Videoconferencing and Videotelephony: Technology and Standards, Second Edition

One important component of any audiovisual terminal for videoconferencing, videophone, and general multimedia applications is the speech coder. Indeed, it is generally agreed that the audio component is more critical than the video portion of the transmission. This chapter has three parts: (1) the attributes of speech coding, (2) a review of currently available speech coders from the ITU, (3) and a brief overview of MPEG audio coders. It should be noted that echo cancellation, although not standardized, is a very important part of any audio conferencing system. The basics of echo cancellation are treated in Chapter 2.
Speech coders have four attributes: bit rate, quality, complexity, and delay. For a given application, some of these attributes are predetermined while trade-offs can be made among the others. For example, quality can usually be improved by increasing bit rate or complexity and sometimes by increasing delay. In the following subsections, the various attributes, with particular relevance to low bit-rate speech coding, are discussed.
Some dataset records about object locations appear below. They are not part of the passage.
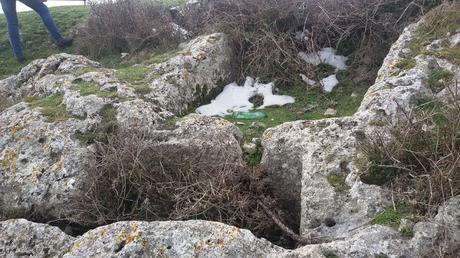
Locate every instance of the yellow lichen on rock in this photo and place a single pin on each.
(9, 161)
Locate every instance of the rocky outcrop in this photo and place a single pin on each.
(439, 235)
(317, 164)
(133, 239)
(212, 239)
(69, 102)
(170, 239)
(199, 70)
(22, 238)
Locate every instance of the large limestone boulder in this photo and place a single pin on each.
(199, 70)
(211, 239)
(316, 164)
(442, 234)
(67, 103)
(170, 239)
(22, 238)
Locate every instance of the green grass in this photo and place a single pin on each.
(171, 3)
(51, 107)
(391, 217)
(338, 182)
(102, 131)
(137, 76)
(406, 64)
(36, 39)
(160, 57)
(310, 104)
(437, 79)
(87, 88)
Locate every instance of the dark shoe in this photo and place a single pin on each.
(64, 42)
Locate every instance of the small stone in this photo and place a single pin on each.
(330, 112)
(257, 125)
(250, 148)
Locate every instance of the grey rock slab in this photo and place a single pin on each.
(22, 238)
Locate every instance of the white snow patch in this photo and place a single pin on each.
(307, 80)
(329, 83)
(326, 55)
(235, 98)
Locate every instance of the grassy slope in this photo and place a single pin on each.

Public-switched telephone network (PSTN) video telephones are expected to operate at bit rates up to at least 33.6 Kbps. The higher the bit rate, the better the video quality. Given this fact, it is desirable that the speech coder use as little of the total bit rate as possible. Prior to Recommendations G.729 and G.723.1, ITU-T speech coding recommendations only existed for bit rates of 16 Kbpsand higher. Rates lower than 9.6 Kbps have been used for digital cellular telephones, secure...